As an alternative approach, IIoT-enabled remote services and analytics introduce a variety of remote service options. Secure, encrypted data connections using secure socket layer (SSL) over the internet create the opportunity to analyze control valve data and valve signatures as a service.
A new breed of technology supplier has emerged, providing IIoT-enabled process analytics capable of reading and analyzing vast quantities of asset data in near-real-time. Technology suppliers, already skilled at leveraging cloud infrastructure services such as Amazon Web Services or Microsoft Azure, are now accumulating expertise in-house or forming partnerships to develop solutions to fully understand a particular plant asset. By combining data from the control valve asset management solutions (such as the valve signature reports) with process historian data such as flows, pressures and temperatures, industrial process analytics vendors can now provide the needed expertise and efficiency by automating the data aggregation.
The “holy grail” for maintenance has always been to have the most knowledgeable expert(s) perform the service at the right time (and the right price).
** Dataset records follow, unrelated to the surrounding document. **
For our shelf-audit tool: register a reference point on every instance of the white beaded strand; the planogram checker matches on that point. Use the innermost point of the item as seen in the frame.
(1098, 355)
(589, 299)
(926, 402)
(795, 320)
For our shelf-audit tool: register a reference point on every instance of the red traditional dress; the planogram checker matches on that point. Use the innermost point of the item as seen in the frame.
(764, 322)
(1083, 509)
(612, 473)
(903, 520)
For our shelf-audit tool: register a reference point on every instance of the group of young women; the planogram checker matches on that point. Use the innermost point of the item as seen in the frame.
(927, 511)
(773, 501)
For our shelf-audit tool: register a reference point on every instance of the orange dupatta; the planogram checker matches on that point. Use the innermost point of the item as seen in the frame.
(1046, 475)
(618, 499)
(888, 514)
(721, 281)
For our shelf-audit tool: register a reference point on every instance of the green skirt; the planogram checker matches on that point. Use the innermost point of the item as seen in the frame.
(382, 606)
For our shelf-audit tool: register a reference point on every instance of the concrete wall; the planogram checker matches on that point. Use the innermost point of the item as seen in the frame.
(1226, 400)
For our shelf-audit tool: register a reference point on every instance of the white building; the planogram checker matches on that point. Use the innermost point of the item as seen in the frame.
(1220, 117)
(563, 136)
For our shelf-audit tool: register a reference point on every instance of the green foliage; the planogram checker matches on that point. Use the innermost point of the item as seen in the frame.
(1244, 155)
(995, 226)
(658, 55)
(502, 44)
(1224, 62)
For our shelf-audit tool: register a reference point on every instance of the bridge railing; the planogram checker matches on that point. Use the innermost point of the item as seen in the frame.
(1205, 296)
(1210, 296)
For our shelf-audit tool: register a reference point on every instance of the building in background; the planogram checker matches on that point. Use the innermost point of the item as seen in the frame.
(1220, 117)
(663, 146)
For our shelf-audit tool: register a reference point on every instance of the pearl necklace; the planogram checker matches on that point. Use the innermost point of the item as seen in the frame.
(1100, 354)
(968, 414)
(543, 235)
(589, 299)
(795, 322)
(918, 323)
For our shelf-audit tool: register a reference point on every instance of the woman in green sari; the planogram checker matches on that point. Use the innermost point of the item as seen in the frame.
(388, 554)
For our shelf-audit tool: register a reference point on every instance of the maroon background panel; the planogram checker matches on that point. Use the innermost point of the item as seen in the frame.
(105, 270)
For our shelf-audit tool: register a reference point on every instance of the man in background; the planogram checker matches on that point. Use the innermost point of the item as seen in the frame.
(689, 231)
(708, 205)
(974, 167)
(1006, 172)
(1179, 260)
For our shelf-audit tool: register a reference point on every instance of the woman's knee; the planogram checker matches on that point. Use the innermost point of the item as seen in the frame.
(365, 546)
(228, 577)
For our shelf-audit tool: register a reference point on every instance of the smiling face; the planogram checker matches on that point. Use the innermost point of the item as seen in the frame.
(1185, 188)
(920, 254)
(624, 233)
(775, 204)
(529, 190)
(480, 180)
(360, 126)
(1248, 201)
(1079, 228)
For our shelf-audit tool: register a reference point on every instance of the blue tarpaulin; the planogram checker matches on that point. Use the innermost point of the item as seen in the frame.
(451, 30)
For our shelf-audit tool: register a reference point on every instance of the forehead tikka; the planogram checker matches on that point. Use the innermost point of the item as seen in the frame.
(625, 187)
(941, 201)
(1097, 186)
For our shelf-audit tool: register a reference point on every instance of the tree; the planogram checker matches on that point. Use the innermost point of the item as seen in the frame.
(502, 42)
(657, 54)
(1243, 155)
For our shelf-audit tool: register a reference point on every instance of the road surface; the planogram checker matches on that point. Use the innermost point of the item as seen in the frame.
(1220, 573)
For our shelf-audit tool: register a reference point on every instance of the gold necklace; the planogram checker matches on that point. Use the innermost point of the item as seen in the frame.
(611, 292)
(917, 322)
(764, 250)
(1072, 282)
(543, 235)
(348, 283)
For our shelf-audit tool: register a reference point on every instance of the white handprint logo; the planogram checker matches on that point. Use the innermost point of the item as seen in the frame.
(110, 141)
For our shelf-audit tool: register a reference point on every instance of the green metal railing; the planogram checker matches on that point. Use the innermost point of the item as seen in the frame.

Owner-operators today perceive the higher value associated with purchasing a control valve from a supplier that can provide remote, IIoT-enabled asset management and predictive services at relatively low cost. For suppliers, being able to securely access and diagnose data from their customers’ installed control valves can help them build a better, more reliable valve and ensure optimum performance.
Based on the high cost of unnecessary maintenance and unplanned downtime, combined with the growing skills gap across industry, ARC expects the use of “Expertise as a Service (EaaS), remote monitoring and diagnostics and other IIoT-enabled services to grow. EaaS paves the way for new workers to join global competency centers or other centers of excellence, thus avoiding the 4 Ds – dull, dirty, dangerous and distant work.